NORVEÇ DIŞİŞLERİ BAKANI EİDE: FİLİSTİN’DE ÇÖZÜM, İKİ DEVLETLİ
Norveç Dışişleri Bakanı Espen Barth Eide ise Ukrayna’daki savaşın son derece önemli bir noktada olduğunu vurgulayarak, “Müzakerelerle ilgili bazı görüşmeler var. Bunlar bizi ateşkese götürebilir ve belki oradan da barışa götürebilir. Türkiye ve Norveç gerçekten bunun kalıcı ve daimi bir barış olması yönünde aynı fikirde” dedi.
Eide, Suriye’deki gelişmelerle ilgili olarak da “Burada son derece önemli ve potansiyel olarak aralık ayının başında ümit verici bazı gelişmeler yaşandı. Esad rejimi aslında burada yıkıldı ve bunun akabinde yeni bir hükümet kuruldu Suriye’de. Ben de ocak ayının başında Şam’a gittim. Bu bölgeyi ziyaret eden ilk ziyaretçilerden biri oldum. Biz bu ziyaret sırasında Suriye’nin bir araya gelmesi, bu ülkenin aslında bölünmeden bir bütün olarak ortaya çıkması, milli birliğin oluşması gerektiğinin altını çizdik” diye konuştu.
Eide ayrıca, Filistin’de iki alternatifli bir çözümün olmadığını, burada gerçek çözümün ‘iki devletli’ olduğunu ifade etti.

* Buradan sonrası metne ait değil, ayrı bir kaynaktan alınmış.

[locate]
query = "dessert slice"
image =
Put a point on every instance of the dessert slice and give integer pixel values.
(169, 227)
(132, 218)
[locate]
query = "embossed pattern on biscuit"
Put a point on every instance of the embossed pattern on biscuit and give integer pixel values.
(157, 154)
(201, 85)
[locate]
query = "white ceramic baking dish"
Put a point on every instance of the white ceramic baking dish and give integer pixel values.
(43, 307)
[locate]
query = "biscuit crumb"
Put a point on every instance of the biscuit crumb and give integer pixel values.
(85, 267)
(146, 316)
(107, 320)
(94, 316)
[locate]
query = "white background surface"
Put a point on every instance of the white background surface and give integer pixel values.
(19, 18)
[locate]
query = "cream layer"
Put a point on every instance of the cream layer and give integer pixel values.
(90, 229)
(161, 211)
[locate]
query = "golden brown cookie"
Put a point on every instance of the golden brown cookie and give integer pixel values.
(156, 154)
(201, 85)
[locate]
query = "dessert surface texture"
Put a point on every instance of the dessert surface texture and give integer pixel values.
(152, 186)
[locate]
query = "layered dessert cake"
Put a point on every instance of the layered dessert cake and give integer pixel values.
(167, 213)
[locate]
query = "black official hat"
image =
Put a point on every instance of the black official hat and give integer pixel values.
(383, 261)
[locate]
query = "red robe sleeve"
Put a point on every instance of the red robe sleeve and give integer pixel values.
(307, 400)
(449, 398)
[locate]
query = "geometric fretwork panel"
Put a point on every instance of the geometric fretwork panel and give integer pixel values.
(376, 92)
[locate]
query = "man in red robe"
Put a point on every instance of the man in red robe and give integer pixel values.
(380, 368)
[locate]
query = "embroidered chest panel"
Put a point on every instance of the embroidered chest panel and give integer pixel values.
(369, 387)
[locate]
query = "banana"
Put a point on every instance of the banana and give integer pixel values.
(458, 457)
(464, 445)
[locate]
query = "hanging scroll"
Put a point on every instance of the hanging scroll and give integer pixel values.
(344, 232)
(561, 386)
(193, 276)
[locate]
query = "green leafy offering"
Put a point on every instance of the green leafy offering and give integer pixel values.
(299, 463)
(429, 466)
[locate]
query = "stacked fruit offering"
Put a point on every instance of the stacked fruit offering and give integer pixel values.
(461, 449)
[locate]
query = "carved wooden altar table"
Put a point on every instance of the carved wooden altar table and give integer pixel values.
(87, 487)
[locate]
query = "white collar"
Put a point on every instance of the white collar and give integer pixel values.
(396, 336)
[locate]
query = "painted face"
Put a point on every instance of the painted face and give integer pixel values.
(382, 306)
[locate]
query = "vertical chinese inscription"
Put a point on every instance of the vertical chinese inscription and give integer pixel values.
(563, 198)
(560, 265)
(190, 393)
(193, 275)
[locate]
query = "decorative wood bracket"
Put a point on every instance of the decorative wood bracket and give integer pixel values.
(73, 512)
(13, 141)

FİDAN: TÜRK DÜNYASI İDEALİ HER ZAMAN DEVAM EDECEK
Ortak basın açıklamasının ardından soruları yanıtlayan Fidan, ‘Orta Asya devletlerinin Kıbrıs bağlamında attıkları son adıma dair görüşleriniz nelerdir? Doğu Akdeniz ve Kıbrıs konusuyla ilgili son durumu nasıl değerlendiriyorsunuz?’ sorusuna, şöyle yanıt verdi:
“Türk dünyasına yönelik çalışmalarımız kesintisiz devam etmekte. Özellikle Cumhurbaşkanımızın liderliğinde son yıllarda, Türk dünyasının kurumsallaşmasıyla ilgili atılan adımlar, tarihteki diğer adımlarla kıyaslandığında devasa adımlardır. Türkiye Cumhuriyeti Devletinin, Sovyetler Birliği döneminde de Türk dünyası ideali olmuştu; bugün bağımsız Türk Cumhuriyetleri varken de Türk dünyası ideali var. Bundan sonra da Türk dünyası ideali olmaya her zaman devam edecek. Bizim bu yolda idealimiz asla zayıflamayacak. Son yıllarda meydana gelen küresel gelişmeler ve Orta Asya’daki kardeşlerimizin ortaya koyduğu kapasite gelişimi, çalışmalar küresel aktörlerin dikkatini çektiği gibi AB’nin de Orta Asya’ya olan ilgisini artırdı. Ancak bu karşılıklı ilginin, AB tarafından istismar edilmeye çalışıldığını gördüğümüz alanlar da var. Bu gelişmeleri yakından takip ediyoruz. Gerekli girişimleri yapıyoruz. Burada başka bir sorunsal var. Bu son olaydan hareketle, aramızı bozmak isteyen çevreler bu sorunu bizim açıktan kamuoyu önünde tartışmamızı istiyorlar. Biz prensip olarak, ailevi konuları kamuoyu önünde tartışmamayı tercih ediyoruz. Türk dünyasıyla aramızı bozmak isteyenlerin manipülasyonları başarılı olmayacak. Buradan hükümetimize yönelik negatif not yüklemeye çalışanların çabaları da başarılı olmayacak. Her türlü konuyu aile meclisimizde ele almaya devam edeceğiz. Kıbrıs Türkleri de büyük Türk dünyası ailesinin asli ve ayrılmaz bir unsurudur. Bu gerçek de asla değişmeyecek. Türk dünyası bir bütün olarak Kıbrıs Türk’ünün yanında olmaya devam edecektir. Bu konudaki politikalarımızı sabırla sürdüreceğiz”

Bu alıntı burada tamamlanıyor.